Unfortunately, this is a realistic possibility born by the continuing anti-Iran hostilities, particularly in the US, which led the nuclear negotiations and, yet today, is also leading the world powers in terms of procrastination and selective implementation of the nuclear agreement.

A clue to the latter has been given by Ali Akbar Salehi, the head of Iran’s atomic energy organization and former foreign minister, complaining of the other side’s “lack of fulfillment of obligations” under the JCPOA, particularly with respect to lifting the anti-Iran sanctions. Unless the Western politicians in Washington, London, Paris, and Berlin take such complaints seriously and remedy the situation, it is bound to get worse and, overtime, undermine the presidency of Rohani. There is a window of time, in light of the coming presidential race two years from now, that makes time an enemy of Rohani, particularly if like the Khatami era the western governments repeat their past errors by continuing to “play tough” with Iran at a time when conciliation and outreach is called for.
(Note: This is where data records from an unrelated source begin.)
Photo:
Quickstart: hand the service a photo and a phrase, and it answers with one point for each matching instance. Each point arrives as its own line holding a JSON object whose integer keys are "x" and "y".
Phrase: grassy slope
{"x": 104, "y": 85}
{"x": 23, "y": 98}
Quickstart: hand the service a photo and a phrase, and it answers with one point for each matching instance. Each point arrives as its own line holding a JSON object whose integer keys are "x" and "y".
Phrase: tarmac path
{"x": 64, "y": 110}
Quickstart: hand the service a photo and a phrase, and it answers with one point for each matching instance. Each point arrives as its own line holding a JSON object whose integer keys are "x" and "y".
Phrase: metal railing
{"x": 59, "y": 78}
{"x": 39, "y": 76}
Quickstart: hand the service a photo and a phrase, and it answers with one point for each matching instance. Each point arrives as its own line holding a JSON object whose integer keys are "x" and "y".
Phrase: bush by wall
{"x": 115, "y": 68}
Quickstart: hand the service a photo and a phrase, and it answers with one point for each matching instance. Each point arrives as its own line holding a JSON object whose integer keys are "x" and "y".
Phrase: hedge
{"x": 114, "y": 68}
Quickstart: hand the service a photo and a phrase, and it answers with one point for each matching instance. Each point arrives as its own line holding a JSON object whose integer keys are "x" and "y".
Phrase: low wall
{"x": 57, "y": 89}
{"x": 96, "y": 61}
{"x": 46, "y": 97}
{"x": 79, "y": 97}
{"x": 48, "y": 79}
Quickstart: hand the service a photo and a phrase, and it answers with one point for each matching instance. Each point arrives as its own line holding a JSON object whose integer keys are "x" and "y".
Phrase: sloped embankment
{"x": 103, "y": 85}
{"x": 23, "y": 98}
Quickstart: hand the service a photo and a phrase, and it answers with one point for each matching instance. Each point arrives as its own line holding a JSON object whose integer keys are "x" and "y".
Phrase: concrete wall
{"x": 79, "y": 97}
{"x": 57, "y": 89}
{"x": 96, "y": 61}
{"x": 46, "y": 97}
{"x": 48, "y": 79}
Chief among the Iranians’ complaint right now is Washington’s failure to authorize the sale of Airbus airplanes to Iran, without which the recent agreement between Iran and the (multi-national) Airbus company will remain in an indefinite state of limbo. Another complaint is that the US Treasury Department needs to authorize the sale of data base for SWIFT bank transactions by the California-based company, Oracle. As a result of this and other related problems, the Iranian banks, removed from the sanctions list, are still unable to transact through SWIFT, the Brussels-based center for interbank financial telecommunication. Part of the problem is, of course, due to the lack of banking confidence stemming from the “snap-back” provisions of the post-JCPOA UN Security Council Resolution 2231 (July, 2015), which raises the specter of punitive measures against institutions dealing with Iran. A ‘wait and see’ approach has thus supplanted a speedy normalization of western banks’s transactions with Iran, which hampers and in some cases even renders impossible, new western contracts with Iran. In turn, this has given fresh grounds for the hard-line criticisms of the Rohani administration, which will likely grow louder and more and more effective if the western governments continue with their present pattern of slow and incremental implementation of the nuclear agreement, for one reason or another.

Of course, this is not to mention the strong possibility of future Iran sanctions resolutions in the US Congress and or the big blow to JCPOA if the White House is captured by a Republican contender — all the candidates including Ted Cruz and Donald Trump are on record vociferously denouncing JCPOA as a bad deal that they have vowed to undo once in Oval Office. Given this possibility, it is all the more important for President Obama, who counts on the JCPOA as one of the key legacies of his presidency, to take proper action to expedite the implementation of the JCPOA, a sine qua non for the political staying power of President Rohani. Yet, sadly, Obama the lame-duck president is now behaving more and more like Bill Clinton, who missed a golden opportunity to set relations with Iran straight during the Khatami era. Unfortunately, history often repeats itself and, in terms of US-Iran relations, the precious lessons about the past and the ‘roads not taken’ are often forgotten in the fog of geopolitics.

Kaveh L. Afrasiabi

Kaveh L. Afrasiabi, Ph.D. is an Iranian-American political scientist and author specializing in Iran’s foreign and nuclear affairs, and author of several books.